Annie sat in the front seat as Rebeca drove the three of them home, Rebequita in the back seat watching, on a screen strapped to the headrest of the seat, a DVD of what sounded to Annie like The Little Mermaid in Spanish. As Ariel chattered unintelligibly with her fishy friends, Annie suddenly felt tired from the long travel day, but she knew she had to stay awake just a little longer to meet the rest of the family.  She was glad to see flashing lights ahead, blue and red and noticed the traffic slowing. Something to keep her awake.

“What it is?” she asked Rebeca, who was putting on her seat belt as she slowed the van down. Her agreement with her host Mom had been that she could speak in English only the first week and from then on, todo en español. Her host Mom would not speak English to her at all, unless it was an emergency of course.

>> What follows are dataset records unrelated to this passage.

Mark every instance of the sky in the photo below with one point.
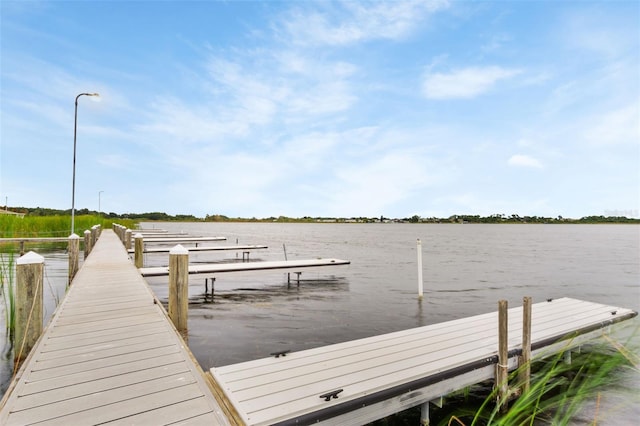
(322, 109)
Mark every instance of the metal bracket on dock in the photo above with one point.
(281, 353)
(206, 288)
(333, 394)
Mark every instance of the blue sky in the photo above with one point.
(259, 109)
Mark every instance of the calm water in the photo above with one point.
(466, 269)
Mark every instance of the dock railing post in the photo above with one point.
(29, 280)
(179, 288)
(420, 283)
(502, 369)
(74, 255)
(87, 243)
(139, 250)
(524, 368)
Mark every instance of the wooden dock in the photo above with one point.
(110, 355)
(208, 248)
(356, 382)
(212, 268)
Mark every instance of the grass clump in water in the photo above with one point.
(53, 226)
(559, 391)
(7, 292)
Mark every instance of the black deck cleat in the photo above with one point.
(333, 394)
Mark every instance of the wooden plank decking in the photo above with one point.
(209, 248)
(381, 375)
(212, 268)
(110, 355)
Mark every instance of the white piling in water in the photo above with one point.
(28, 301)
(138, 255)
(74, 255)
(420, 283)
(179, 288)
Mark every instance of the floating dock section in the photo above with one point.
(212, 268)
(110, 354)
(356, 382)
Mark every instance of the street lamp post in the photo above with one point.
(73, 185)
(99, 210)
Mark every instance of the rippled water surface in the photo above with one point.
(466, 269)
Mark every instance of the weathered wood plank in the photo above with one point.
(109, 353)
(248, 266)
(273, 389)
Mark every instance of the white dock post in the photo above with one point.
(138, 256)
(179, 288)
(525, 358)
(424, 412)
(74, 254)
(502, 369)
(87, 243)
(420, 283)
(29, 279)
(127, 238)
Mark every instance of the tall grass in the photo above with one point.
(558, 394)
(7, 279)
(53, 226)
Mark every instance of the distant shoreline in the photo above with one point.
(458, 218)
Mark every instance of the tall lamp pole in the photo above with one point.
(99, 210)
(73, 185)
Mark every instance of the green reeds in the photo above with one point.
(53, 226)
(560, 389)
(558, 395)
(7, 290)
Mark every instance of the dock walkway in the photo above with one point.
(110, 355)
(358, 381)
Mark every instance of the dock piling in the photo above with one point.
(502, 368)
(74, 254)
(179, 288)
(29, 279)
(525, 359)
(87, 243)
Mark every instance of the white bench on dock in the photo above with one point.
(356, 382)
(212, 268)
(110, 355)
(209, 248)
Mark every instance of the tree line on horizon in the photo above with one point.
(161, 216)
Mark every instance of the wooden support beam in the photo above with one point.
(29, 279)
(502, 369)
(179, 288)
(74, 255)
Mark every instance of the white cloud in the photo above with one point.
(520, 160)
(350, 22)
(464, 83)
(616, 127)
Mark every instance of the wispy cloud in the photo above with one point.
(521, 160)
(344, 23)
(464, 83)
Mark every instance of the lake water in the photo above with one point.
(466, 270)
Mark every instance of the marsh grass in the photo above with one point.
(53, 226)
(7, 290)
(558, 392)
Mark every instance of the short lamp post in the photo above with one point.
(73, 185)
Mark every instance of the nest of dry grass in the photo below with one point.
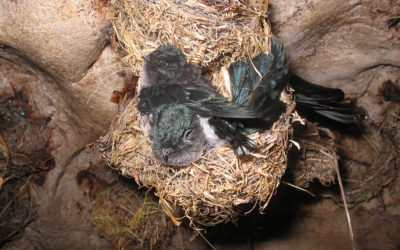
(211, 33)
(209, 191)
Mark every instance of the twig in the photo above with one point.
(345, 206)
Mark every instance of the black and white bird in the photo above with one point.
(184, 116)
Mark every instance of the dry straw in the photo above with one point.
(211, 190)
(210, 33)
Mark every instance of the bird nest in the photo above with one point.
(210, 190)
(210, 33)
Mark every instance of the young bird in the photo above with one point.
(183, 115)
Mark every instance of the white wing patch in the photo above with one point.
(213, 140)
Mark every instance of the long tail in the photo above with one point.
(314, 101)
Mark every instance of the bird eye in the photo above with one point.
(186, 134)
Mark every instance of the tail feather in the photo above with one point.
(327, 102)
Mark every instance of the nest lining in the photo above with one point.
(209, 191)
(210, 35)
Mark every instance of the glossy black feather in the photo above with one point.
(322, 101)
(261, 93)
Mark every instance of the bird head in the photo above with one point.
(176, 134)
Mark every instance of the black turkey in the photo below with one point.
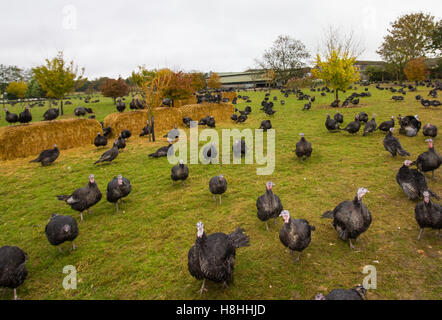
(339, 117)
(357, 293)
(51, 114)
(217, 185)
(269, 205)
(386, 125)
(266, 125)
(179, 172)
(120, 142)
(12, 268)
(370, 126)
(10, 117)
(410, 126)
(303, 148)
(117, 189)
(295, 234)
(412, 182)
(83, 198)
(353, 127)
(61, 229)
(213, 257)
(100, 141)
(351, 218)
(126, 134)
(110, 155)
(163, 151)
(428, 215)
(430, 130)
(210, 153)
(331, 124)
(46, 157)
(429, 160)
(25, 116)
(392, 145)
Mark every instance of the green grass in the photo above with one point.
(142, 253)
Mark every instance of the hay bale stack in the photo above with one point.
(166, 118)
(25, 140)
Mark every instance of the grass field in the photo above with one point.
(141, 253)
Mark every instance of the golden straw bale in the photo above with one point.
(21, 141)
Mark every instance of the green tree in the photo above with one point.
(58, 78)
(17, 89)
(408, 38)
(337, 71)
(286, 58)
(115, 88)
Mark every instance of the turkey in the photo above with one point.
(370, 126)
(12, 268)
(392, 145)
(269, 205)
(117, 189)
(217, 185)
(61, 229)
(83, 198)
(429, 160)
(410, 126)
(109, 156)
(210, 153)
(10, 117)
(179, 172)
(147, 130)
(357, 293)
(429, 130)
(428, 215)
(239, 148)
(163, 151)
(213, 257)
(295, 234)
(339, 117)
(100, 141)
(51, 114)
(363, 117)
(412, 182)
(351, 218)
(120, 142)
(126, 134)
(303, 148)
(386, 125)
(121, 105)
(353, 127)
(25, 116)
(46, 157)
(331, 124)
(266, 125)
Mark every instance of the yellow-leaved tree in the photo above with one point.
(337, 70)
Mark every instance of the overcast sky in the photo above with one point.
(111, 38)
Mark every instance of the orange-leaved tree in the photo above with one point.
(416, 70)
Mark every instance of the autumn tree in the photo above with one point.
(337, 71)
(17, 89)
(114, 88)
(57, 77)
(408, 38)
(286, 58)
(214, 81)
(416, 70)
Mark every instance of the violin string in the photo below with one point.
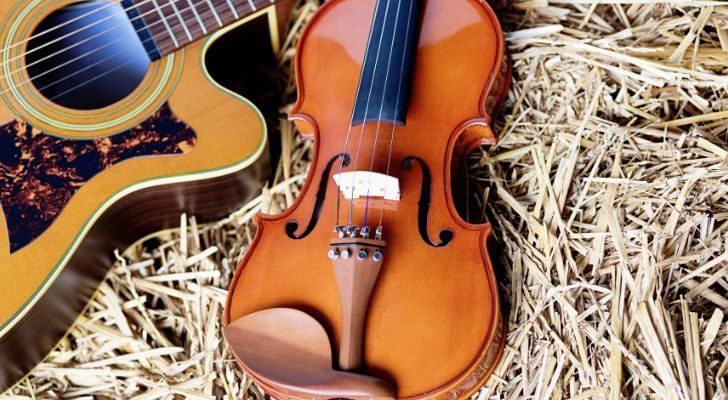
(75, 59)
(381, 110)
(394, 125)
(377, 10)
(351, 124)
(366, 112)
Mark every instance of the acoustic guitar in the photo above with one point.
(110, 126)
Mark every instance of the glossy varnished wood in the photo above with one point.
(433, 328)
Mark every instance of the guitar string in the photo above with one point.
(117, 26)
(381, 111)
(69, 34)
(351, 124)
(27, 81)
(78, 18)
(394, 126)
(124, 11)
(366, 111)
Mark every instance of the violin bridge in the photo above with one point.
(358, 184)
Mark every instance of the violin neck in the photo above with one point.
(386, 77)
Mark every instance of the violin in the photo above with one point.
(372, 285)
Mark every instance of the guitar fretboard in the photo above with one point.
(164, 26)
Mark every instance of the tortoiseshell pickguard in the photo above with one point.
(39, 173)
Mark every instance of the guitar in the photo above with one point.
(110, 126)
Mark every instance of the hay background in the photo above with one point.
(608, 193)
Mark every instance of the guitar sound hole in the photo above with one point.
(86, 56)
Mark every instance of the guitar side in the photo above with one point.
(203, 156)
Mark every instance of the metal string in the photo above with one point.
(351, 120)
(381, 110)
(394, 126)
(366, 111)
(25, 82)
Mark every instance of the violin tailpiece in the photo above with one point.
(356, 263)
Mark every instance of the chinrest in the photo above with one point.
(290, 351)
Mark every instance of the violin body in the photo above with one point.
(433, 327)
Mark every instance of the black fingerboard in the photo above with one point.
(386, 77)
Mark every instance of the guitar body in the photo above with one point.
(76, 183)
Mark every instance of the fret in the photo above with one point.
(163, 18)
(214, 12)
(224, 11)
(145, 36)
(171, 24)
(193, 7)
(182, 21)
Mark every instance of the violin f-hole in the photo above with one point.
(292, 226)
(446, 235)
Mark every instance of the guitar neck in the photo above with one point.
(164, 26)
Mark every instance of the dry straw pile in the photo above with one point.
(608, 192)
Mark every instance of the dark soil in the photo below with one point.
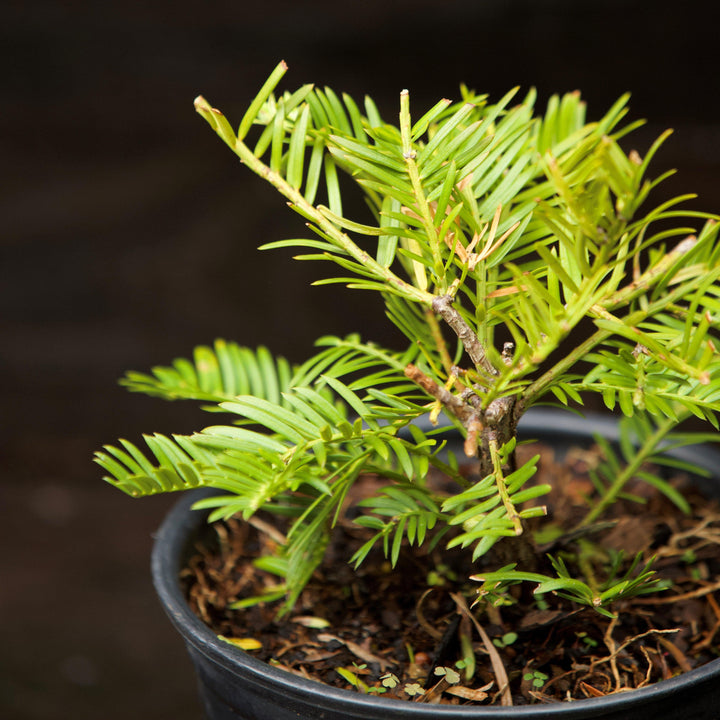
(404, 632)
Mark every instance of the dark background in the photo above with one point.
(129, 233)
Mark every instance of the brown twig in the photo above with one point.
(442, 305)
(495, 660)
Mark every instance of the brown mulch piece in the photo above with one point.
(407, 632)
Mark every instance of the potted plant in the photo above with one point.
(515, 254)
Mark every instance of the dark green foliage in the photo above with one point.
(487, 218)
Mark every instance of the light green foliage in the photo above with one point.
(487, 220)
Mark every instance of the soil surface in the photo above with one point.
(416, 632)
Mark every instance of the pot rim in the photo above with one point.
(538, 423)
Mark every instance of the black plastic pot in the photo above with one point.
(235, 685)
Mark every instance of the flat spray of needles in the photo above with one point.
(519, 255)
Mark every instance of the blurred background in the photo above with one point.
(129, 234)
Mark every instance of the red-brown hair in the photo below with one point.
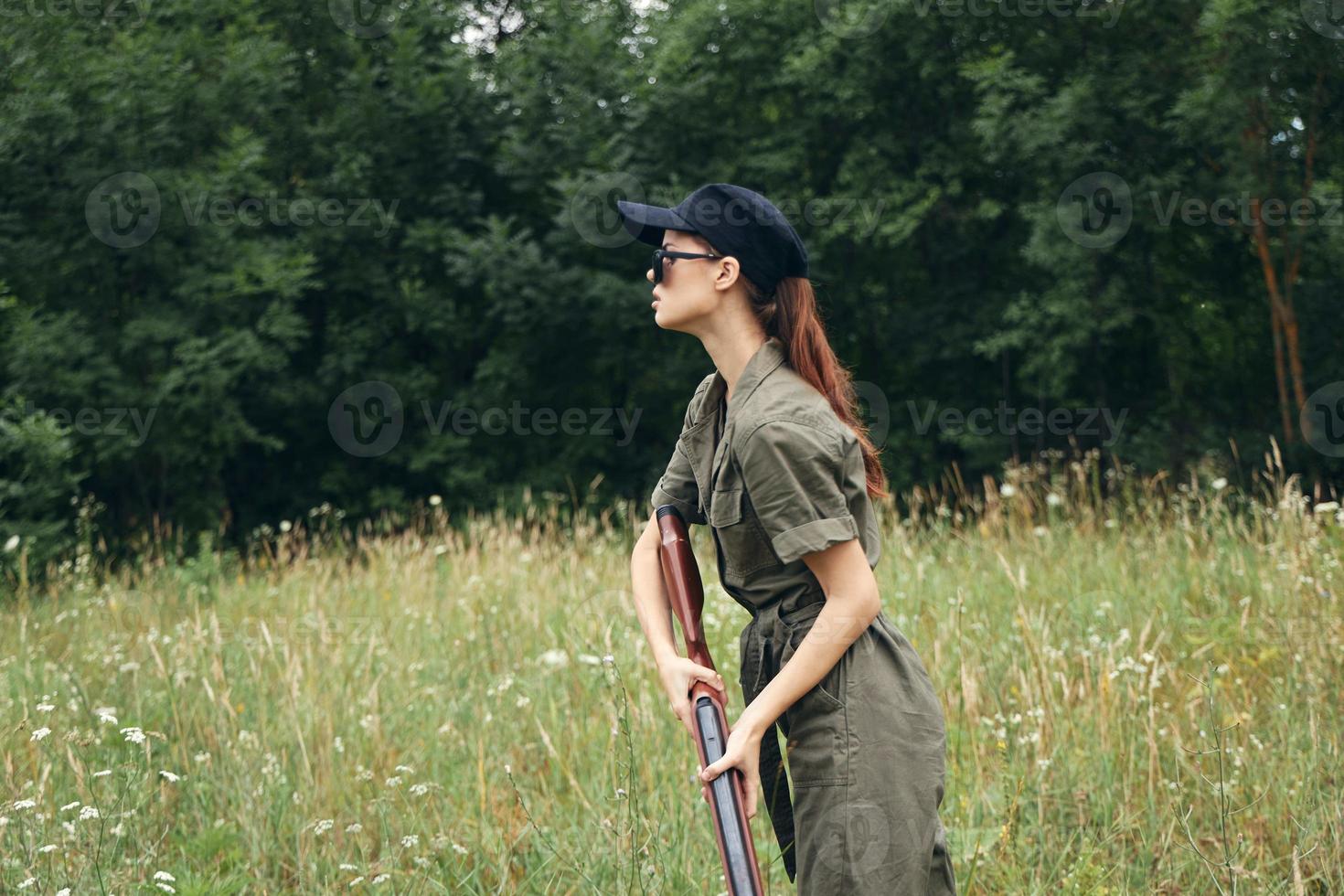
(792, 315)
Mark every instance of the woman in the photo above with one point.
(774, 460)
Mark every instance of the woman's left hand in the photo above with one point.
(741, 752)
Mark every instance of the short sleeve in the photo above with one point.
(677, 485)
(794, 475)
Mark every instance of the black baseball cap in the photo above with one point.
(732, 219)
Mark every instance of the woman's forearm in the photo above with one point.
(651, 597)
(840, 623)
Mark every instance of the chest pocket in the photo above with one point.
(745, 544)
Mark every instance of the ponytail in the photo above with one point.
(791, 314)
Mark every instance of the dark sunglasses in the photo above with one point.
(659, 254)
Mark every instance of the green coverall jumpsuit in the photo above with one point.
(777, 475)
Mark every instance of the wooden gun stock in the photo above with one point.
(728, 797)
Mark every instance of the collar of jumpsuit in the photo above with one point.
(775, 475)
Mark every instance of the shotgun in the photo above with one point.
(728, 797)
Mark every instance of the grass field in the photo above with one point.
(468, 706)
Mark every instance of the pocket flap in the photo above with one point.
(725, 507)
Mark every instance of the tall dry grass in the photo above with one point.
(1141, 695)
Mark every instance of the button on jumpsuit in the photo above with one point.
(777, 475)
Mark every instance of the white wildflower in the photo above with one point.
(555, 658)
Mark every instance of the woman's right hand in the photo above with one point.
(679, 675)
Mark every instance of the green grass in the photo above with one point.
(432, 706)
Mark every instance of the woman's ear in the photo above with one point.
(728, 272)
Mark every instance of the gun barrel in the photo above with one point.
(728, 797)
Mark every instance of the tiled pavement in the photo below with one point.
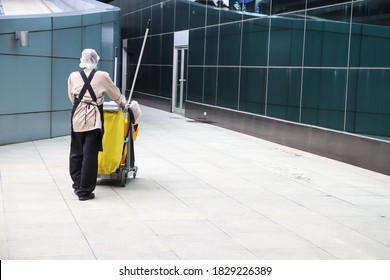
(201, 192)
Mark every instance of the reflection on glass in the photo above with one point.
(248, 6)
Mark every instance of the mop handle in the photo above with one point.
(139, 62)
(115, 64)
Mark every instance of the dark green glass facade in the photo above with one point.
(321, 63)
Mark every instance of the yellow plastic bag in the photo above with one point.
(110, 158)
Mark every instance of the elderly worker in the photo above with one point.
(86, 90)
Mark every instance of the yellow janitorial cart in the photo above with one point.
(117, 160)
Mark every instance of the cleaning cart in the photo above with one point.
(117, 160)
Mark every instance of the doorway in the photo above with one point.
(179, 93)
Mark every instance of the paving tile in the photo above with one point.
(41, 248)
(314, 253)
(201, 192)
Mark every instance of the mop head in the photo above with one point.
(134, 106)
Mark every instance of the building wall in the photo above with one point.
(33, 81)
(326, 66)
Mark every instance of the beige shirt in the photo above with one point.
(87, 116)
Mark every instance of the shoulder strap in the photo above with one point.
(87, 85)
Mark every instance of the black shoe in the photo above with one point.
(87, 196)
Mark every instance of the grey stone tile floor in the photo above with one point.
(201, 193)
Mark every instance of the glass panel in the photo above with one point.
(229, 44)
(179, 77)
(196, 52)
(227, 89)
(168, 16)
(253, 88)
(255, 42)
(156, 24)
(166, 81)
(195, 84)
(197, 15)
(286, 41)
(182, 15)
(210, 85)
(284, 90)
(327, 42)
(211, 45)
(323, 97)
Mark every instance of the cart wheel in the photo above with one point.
(123, 178)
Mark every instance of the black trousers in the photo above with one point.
(83, 160)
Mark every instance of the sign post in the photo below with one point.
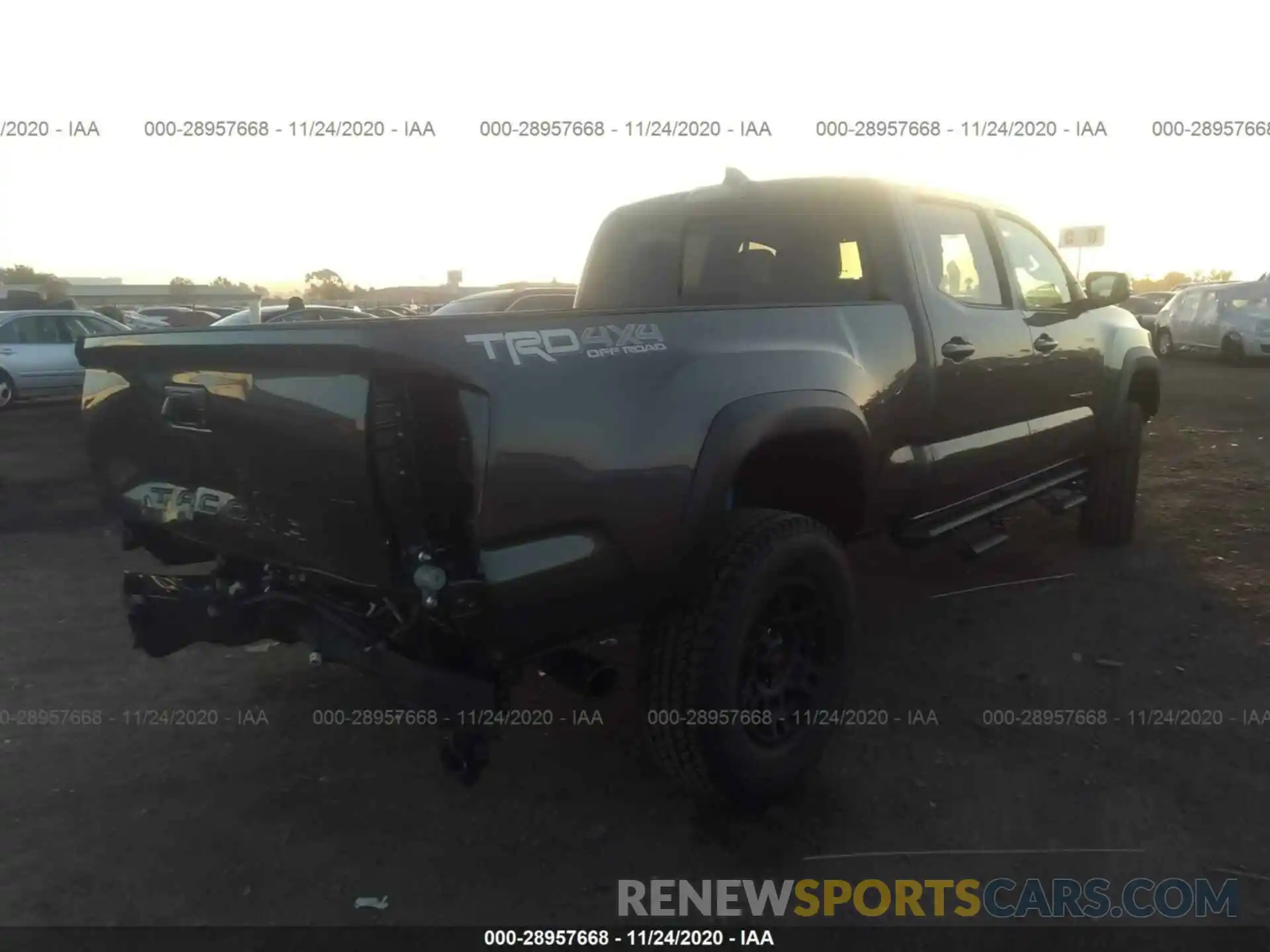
(1080, 238)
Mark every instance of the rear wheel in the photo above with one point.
(1108, 514)
(759, 641)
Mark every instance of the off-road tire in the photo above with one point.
(1108, 514)
(693, 653)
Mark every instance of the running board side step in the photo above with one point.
(1049, 488)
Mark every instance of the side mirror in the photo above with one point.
(1105, 288)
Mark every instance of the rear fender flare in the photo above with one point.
(1136, 360)
(746, 424)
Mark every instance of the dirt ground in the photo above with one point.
(284, 822)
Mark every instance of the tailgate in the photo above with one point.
(285, 454)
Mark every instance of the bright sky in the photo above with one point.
(400, 211)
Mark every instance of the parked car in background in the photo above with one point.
(276, 314)
(541, 299)
(181, 317)
(37, 350)
(1230, 320)
(144, 321)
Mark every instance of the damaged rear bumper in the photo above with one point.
(171, 612)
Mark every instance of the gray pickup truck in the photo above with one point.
(753, 375)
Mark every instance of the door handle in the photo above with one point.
(1046, 343)
(185, 407)
(956, 349)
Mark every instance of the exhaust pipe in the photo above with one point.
(581, 673)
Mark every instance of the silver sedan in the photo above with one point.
(37, 352)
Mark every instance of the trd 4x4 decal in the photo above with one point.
(605, 340)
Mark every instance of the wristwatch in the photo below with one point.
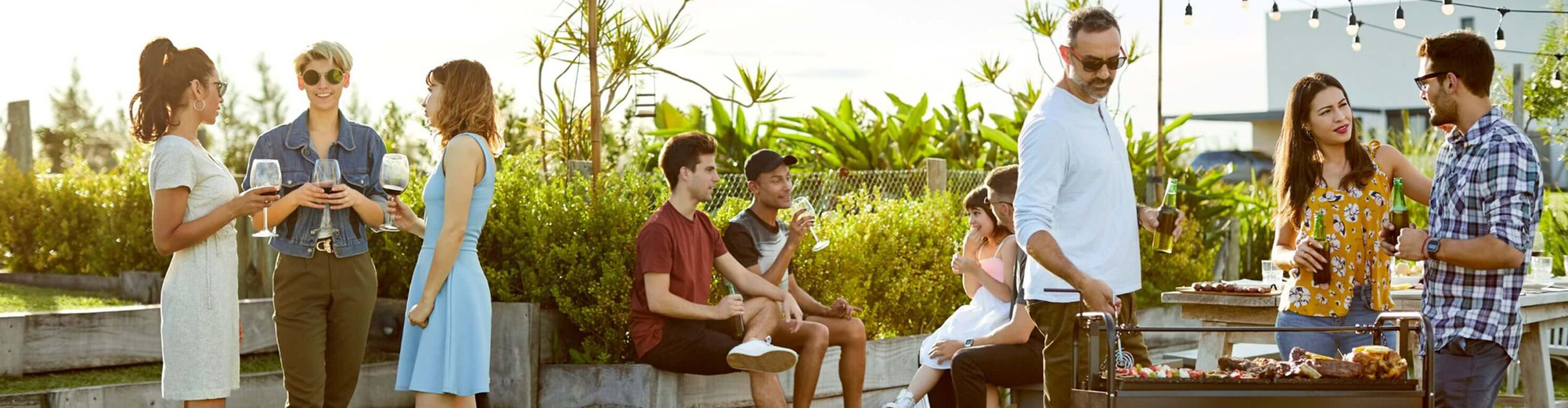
(1432, 246)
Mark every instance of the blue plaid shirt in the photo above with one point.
(1489, 184)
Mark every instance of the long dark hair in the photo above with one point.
(1298, 156)
(978, 200)
(165, 76)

Es la policia” answered her host Mom, “un reten. Tienes tu cinturon puesto?”  Rebeca looked at Annie’s seat belt and nodded approvingly. Of course Annie, conditioned like any good Canadian to strict seat belt laws, had put on her seat belt as soon as she got in the car and didn’t really understand the question, but did not have the interest or the energy to get into a discussion on seat belt regulations in Mexico.

Rebeca rolled down her window as they approached the police checkpoint. The three lanes from the airport were becoming one and Annie noticed how all the cars jostled for position, horns blaring, to get into the only lane that was open. No one seemed to want to give an inch. She wondered if her host Mom would let the little car to the left of them with the family in it get in front of her, but no way. Rebeca stared straight ahead, oblivious to the traffic around her and satisfied that she was now in the correct lane. Traffic was now moving at a snails pace.

They arrived at the checkpoint. Annie saw a black and gold police pickup truck with a black canopy on the back, a second smaller black police car – both with blue and red lights flashing – several dozen traffic cones with lights inside them marking the lane they were in, and a large, bright light hanging from a tree that shined directly into their faces. Policemen wearing black on black uniforms topped with black bullet proof and carrying menacing machine guns. Across the street, for traffic coming in the opposite direction, the scene was the same. Some of the policemen wore ski-masks. Annie felt nervous excitement at this blatant display of law and order.

Porque…hacen…” she gave up trying “why are they doing this?” she asked Rebeca.

Rebeca said nothing and concentrated on the policeman now approaching her drivers side window. The officer wordlessly pointed a flashlight into the interior of the van through the open window, pausing briefly on each of the three faces.

Annie was annoyed by the light in her eyes but she sensed it was not a good moment to voice her objections.

Rebeca said nothing and looked back at the officer.

Adelante” he said, waving his hand.

Rebeca rolled up her window, looked at Annie and gave her a tired smile. Annie smiled back.